Wang Xue-li, Zhang Ling-min, Tang Fu-xing, Guo Zu-wen, Wu Chun-yun, Xiong Zhong-jin
Department of Parasitology, Medical College, Jinan University, Guangzhou 510632.
Zhongguo Ji Sheng Chong Xue Yu Ji Sheng Chong Bing Za Zhi. 2002;20(4):216-9.
To explore possible mechanisms of hepatic fibrosis by investigating the ultrastructural dynamic changes of liver tissue, especially several kinds of cells related to hepatic fibrosis.
Murine schistosomal hepatic fibrosis model was established by infecting mice with Schistosoma japonicum cercariae. Routine transmission electron microscopy was used to observe the liver tissue. H.E. staining was used for examining the pathological changes.
H.E. staining showed that the model was established successfully. Ultrastructural observation showed that at the 6th week after infection, the necrosis of hepatocytes around the acute granulomas occurred; the number of sinusoidal endothelial fenestrae and vitamin A droplets in fat-storing cells decreased; large phagosomes and rough endoplasmic reticulum could be seen in the cytoplasm of Kupffer's cells.

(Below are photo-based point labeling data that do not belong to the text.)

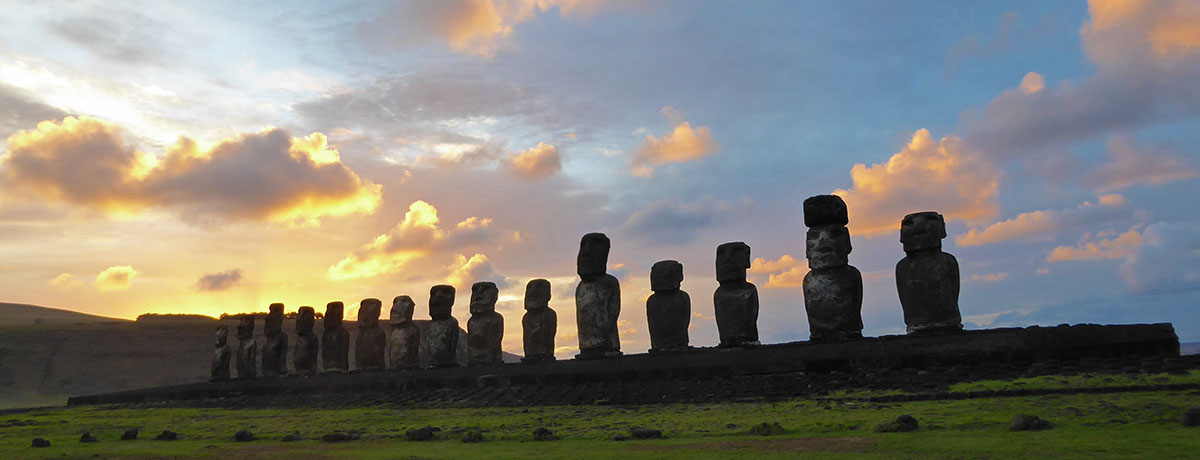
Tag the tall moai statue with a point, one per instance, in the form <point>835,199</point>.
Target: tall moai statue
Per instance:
<point>247,348</point>
<point>597,299</point>
<point>372,341</point>
<point>485,329</point>
<point>539,323</point>
<point>221,352</point>
<point>736,300</point>
<point>405,341</point>
<point>442,341</point>
<point>304,359</point>
<point>275,352</point>
<point>335,340</point>
<point>928,279</point>
<point>833,288</point>
<point>669,309</point>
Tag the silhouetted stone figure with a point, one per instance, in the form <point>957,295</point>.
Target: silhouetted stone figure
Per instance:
<point>597,299</point>
<point>833,288</point>
<point>304,359</point>
<point>736,300</point>
<point>221,354</point>
<point>405,341</point>
<point>669,309</point>
<point>372,341</point>
<point>928,279</point>
<point>335,340</point>
<point>275,352</point>
<point>442,341</point>
<point>485,329</point>
<point>247,348</point>
<point>539,323</point>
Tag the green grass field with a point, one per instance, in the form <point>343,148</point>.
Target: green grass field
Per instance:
<point>1123,425</point>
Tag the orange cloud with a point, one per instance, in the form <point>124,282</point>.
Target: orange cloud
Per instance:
<point>941,175</point>
<point>267,175</point>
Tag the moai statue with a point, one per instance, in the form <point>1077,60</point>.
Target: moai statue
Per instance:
<point>221,354</point>
<point>335,340</point>
<point>405,341</point>
<point>928,279</point>
<point>597,299</point>
<point>736,300</point>
<point>371,342</point>
<point>442,341</point>
<point>833,288</point>
<point>247,348</point>
<point>307,344</point>
<point>539,324</point>
<point>669,309</point>
<point>275,352</point>
<point>485,329</point>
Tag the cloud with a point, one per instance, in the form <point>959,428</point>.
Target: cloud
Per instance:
<point>118,278</point>
<point>219,281</point>
<point>268,175</point>
<point>682,144</point>
<point>941,175</point>
<point>415,237</point>
<point>1131,165</point>
<point>1109,208</point>
<point>537,162</point>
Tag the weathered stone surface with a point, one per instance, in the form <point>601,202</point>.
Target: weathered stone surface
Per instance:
<point>928,279</point>
<point>485,329</point>
<point>405,341</point>
<point>442,341</point>
<point>371,341</point>
<point>539,323</point>
<point>304,358</point>
<point>275,352</point>
<point>669,309</point>
<point>221,353</point>
<point>335,340</point>
<point>597,299</point>
<point>247,348</point>
<point>736,300</point>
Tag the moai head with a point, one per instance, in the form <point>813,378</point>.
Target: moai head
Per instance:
<point>305,320</point>
<point>593,260</point>
<point>402,309</point>
<point>483,297</point>
<point>334,311</point>
<point>441,302</point>
<point>827,246</point>
<point>922,231</point>
<point>369,312</point>
<point>666,275</point>
<point>732,261</point>
<point>538,294</point>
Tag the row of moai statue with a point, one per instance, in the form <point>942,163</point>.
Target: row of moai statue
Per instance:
<point>927,281</point>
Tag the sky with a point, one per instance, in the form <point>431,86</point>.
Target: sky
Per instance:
<point>207,157</point>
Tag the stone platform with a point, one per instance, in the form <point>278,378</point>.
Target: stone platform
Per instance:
<point>790,362</point>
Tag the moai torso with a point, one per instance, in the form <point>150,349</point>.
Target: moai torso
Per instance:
<point>669,309</point>
<point>275,352</point>
<point>247,348</point>
<point>220,370</point>
<point>539,323</point>
<point>335,340</point>
<point>833,288</point>
<point>442,341</point>
<point>371,342</point>
<point>405,341</point>
<point>597,299</point>
<point>736,300</point>
<point>304,358</point>
<point>928,279</point>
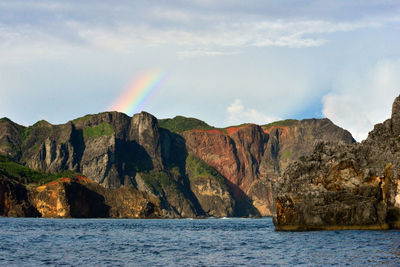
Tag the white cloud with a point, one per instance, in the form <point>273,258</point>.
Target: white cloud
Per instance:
<point>238,114</point>
<point>360,101</point>
<point>263,33</point>
<point>197,53</point>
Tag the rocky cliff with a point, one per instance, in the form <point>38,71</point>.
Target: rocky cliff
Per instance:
<point>345,186</point>
<point>193,169</point>
<point>251,157</point>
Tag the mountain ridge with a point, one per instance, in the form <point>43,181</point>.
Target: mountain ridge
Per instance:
<point>115,150</point>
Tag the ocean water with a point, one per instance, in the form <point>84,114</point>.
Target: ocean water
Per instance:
<point>184,242</point>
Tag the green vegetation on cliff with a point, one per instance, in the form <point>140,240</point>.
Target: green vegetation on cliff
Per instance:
<point>180,124</point>
<point>197,168</point>
<point>98,130</point>
<point>26,175</point>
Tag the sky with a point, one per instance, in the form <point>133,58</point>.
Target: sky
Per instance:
<point>224,62</point>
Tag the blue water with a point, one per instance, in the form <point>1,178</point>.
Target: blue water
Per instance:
<point>210,242</point>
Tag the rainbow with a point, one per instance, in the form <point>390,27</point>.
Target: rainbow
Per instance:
<point>139,92</point>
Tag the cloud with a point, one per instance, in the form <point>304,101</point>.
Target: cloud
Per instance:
<point>359,101</point>
<point>125,27</point>
<point>238,114</point>
<point>196,53</point>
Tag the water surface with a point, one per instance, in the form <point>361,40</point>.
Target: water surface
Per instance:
<point>208,242</point>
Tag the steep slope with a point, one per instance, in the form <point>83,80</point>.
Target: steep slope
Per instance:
<point>192,168</point>
<point>251,157</point>
<point>345,187</point>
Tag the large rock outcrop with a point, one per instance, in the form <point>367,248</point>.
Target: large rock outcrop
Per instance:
<point>251,157</point>
<point>116,151</point>
<point>345,186</point>
<point>78,197</point>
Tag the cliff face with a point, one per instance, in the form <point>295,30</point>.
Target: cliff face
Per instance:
<point>345,187</point>
<point>239,164</point>
<point>78,198</point>
<point>251,157</point>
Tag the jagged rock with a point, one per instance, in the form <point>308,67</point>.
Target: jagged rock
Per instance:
<point>343,186</point>
<point>82,198</point>
<point>116,150</point>
<point>251,157</point>
<point>14,200</point>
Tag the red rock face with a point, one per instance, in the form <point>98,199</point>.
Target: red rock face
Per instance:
<point>250,157</point>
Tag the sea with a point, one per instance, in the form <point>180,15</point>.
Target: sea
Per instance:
<point>187,242</point>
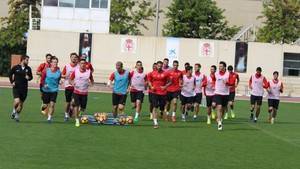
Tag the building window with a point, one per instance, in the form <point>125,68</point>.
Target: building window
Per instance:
<point>291,64</point>
<point>82,3</point>
<point>99,3</point>
<point>50,2</point>
<point>66,3</point>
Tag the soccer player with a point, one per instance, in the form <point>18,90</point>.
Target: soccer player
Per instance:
<point>187,91</point>
<point>42,67</point>
<point>81,78</point>
<point>199,77</point>
<point>275,87</point>
<point>209,92</point>
<point>235,77</point>
<point>166,66</point>
<point>222,83</point>
<point>257,83</point>
<point>158,83</point>
<point>138,82</point>
<point>150,92</point>
<point>50,85</point>
<point>69,88</point>
<point>19,76</point>
<point>173,90</point>
<point>121,81</point>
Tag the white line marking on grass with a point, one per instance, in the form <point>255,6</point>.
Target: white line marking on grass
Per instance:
<point>275,136</point>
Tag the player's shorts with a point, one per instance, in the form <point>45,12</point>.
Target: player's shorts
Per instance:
<point>231,96</point>
<point>198,98</point>
<point>186,100</point>
<point>48,97</point>
<point>119,99</point>
<point>69,95</point>
<point>256,99</point>
<point>209,101</point>
<point>158,101</point>
<point>20,94</point>
<point>80,100</point>
<point>221,100</point>
<point>139,95</point>
<point>172,95</point>
<point>273,103</point>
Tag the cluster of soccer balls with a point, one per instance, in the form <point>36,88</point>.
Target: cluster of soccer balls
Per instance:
<point>100,117</point>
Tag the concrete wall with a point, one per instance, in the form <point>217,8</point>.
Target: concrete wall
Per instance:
<point>106,51</point>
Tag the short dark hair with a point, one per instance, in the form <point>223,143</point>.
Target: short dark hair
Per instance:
<point>214,66</point>
<point>159,62</point>
<point>258,69</point>
<point>223,63</point>
<point>23,57</point>
<point>48,54</point>
<point>198,64</point>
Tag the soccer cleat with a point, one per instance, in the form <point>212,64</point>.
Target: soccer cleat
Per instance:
<point>226,116</point>
<point>232,115</point>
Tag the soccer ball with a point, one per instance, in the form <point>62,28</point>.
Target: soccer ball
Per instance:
<point>122,120</point>
<point>129,120</point>
<point>84,120</point>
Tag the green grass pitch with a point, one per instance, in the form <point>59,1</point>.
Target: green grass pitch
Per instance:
<point>34,144</point>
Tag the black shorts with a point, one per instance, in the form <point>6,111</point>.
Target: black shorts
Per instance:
<point>186,100</point>
<point>198,98</point>
<point>48,97</point>
<point>172,95</point>
<point>69,95</point>
<point>137,96</point>
<point>221,100</point>
<point>273,103</point>
<point>119,99</point>
<point>231,96</point>
<point>158,101</point>
<point>209,101</point>
<point>20,93</point>
<point>256,99</point>
<point>80,100</point>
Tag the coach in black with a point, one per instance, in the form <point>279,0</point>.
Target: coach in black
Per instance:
<point>19,76</point>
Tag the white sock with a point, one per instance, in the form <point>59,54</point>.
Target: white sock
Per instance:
<point>136,115</point>
<point>155,122</point>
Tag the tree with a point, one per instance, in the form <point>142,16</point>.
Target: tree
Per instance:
<point>12,32</point>
<point>127,15</point>
<point>197,19</point>
<point>282,21</point>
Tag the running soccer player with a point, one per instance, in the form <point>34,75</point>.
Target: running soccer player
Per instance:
<point>42,67</point>
<point>19,76</point>
<point>121,81</point>
<point>188,85</point>
<point>138,82</point>
<point>69,88</point>
<point>275,87</point>
<point>235,77</point>
<point>158,83</point>
<point>257,83</point>
<point>223,81</point>
<point>81,78</point>
<point>199,77</point>
<point>150,92</point>
<point>209,92</point>
<point>50,82</point>
<point>173,90</point>
<point>166,66</point>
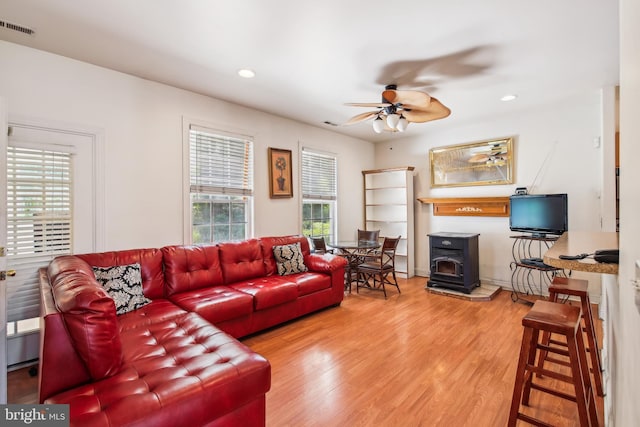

At the 8th week, steatosis was found in some hepatocytes, some microvilli emerged on a few inter-hepatocytic surfaces and the inter-hepatocytic spaces were enlarged. Large collagen fibrillar bundles filled in the perisinusoidal spaces, and capillarization of hepatic sinusoids was observed. Secretory vesicles filled with collagen fibrils appeared in the cytoplasm of fat-storing cells with large amount of collagenous fiber bundles surround the cells. Rough endoplasmic reticulum increased in Kupffer's cells. At the 10th week, fat-storing cells were activated and transformed into myofibroblasts. At the 12th week, the number of myofibroblasts decreased but that of fibroblasts and fiber cells increased.
Activation of fat-storing cells and transformation from fat-storing cells into myofibroblasts are the critical link in the development of hepatic fibrogenesis following schistosome infection. Kupffer's cells, necrotic hepatocytes and sinusoidal endothelial cells may relate to the activation of fat-storing cells. Capillarization of hepatic sinusoids possibly accelerates the development of hepatic fibrosis.
通过研究肝组织超微结构的动态变化,特别是几种与肝纤维化相关的细胞,探讨肝纤维化的可能机制。
用日本血吸虫尾蚴感染小鼠建立小鼠血吸虫性肝纤维化模型。采用常规透射电子显微镜观察肝组织。苏木精-伊红(H.E.)染色用于检查病理变化。
H.E.染色显示模型成功建立。超微结构观察显示,感染后第6周,急性肉芽肿周围的肝细胞发生坏死;贮脂细胞的窗孔和维生素A滴数量减少;库普弗细胞的细胞质中可见大吞噬体和粗面内质网。第8周,部分肝细胞出现脂肪变性,部分肝血窦壁微绒毛增多,肝血窦壁间隙增宽。肝血窦周围间隙充满粗大的胶原纤维束,可见肝血窦毛细血管化。贮脂细胞的细胞质中出现充满胶原纤维的分泌小泡,细胞周围有大量胶原纤维束。库普弗细胞的粗面内质网增多。第10周,贮脂细胞活化并转化为肌成纤维细胞。第12周,肌成纤维细胞数量减少,但成纤维细胞和纤维细胞数量增加。
贮脂细胞的活化以及从贮脂细胞向肌成纤维细胞的转化是血吸虫感染后肝纤维化发生发展的关键环节。库普弗细胞、坏死肝细胞和肝血窦内皮细胞可能与贮脂细胞的活化有关。肝血窦毛细血管化可能加速肝纤维化的发展。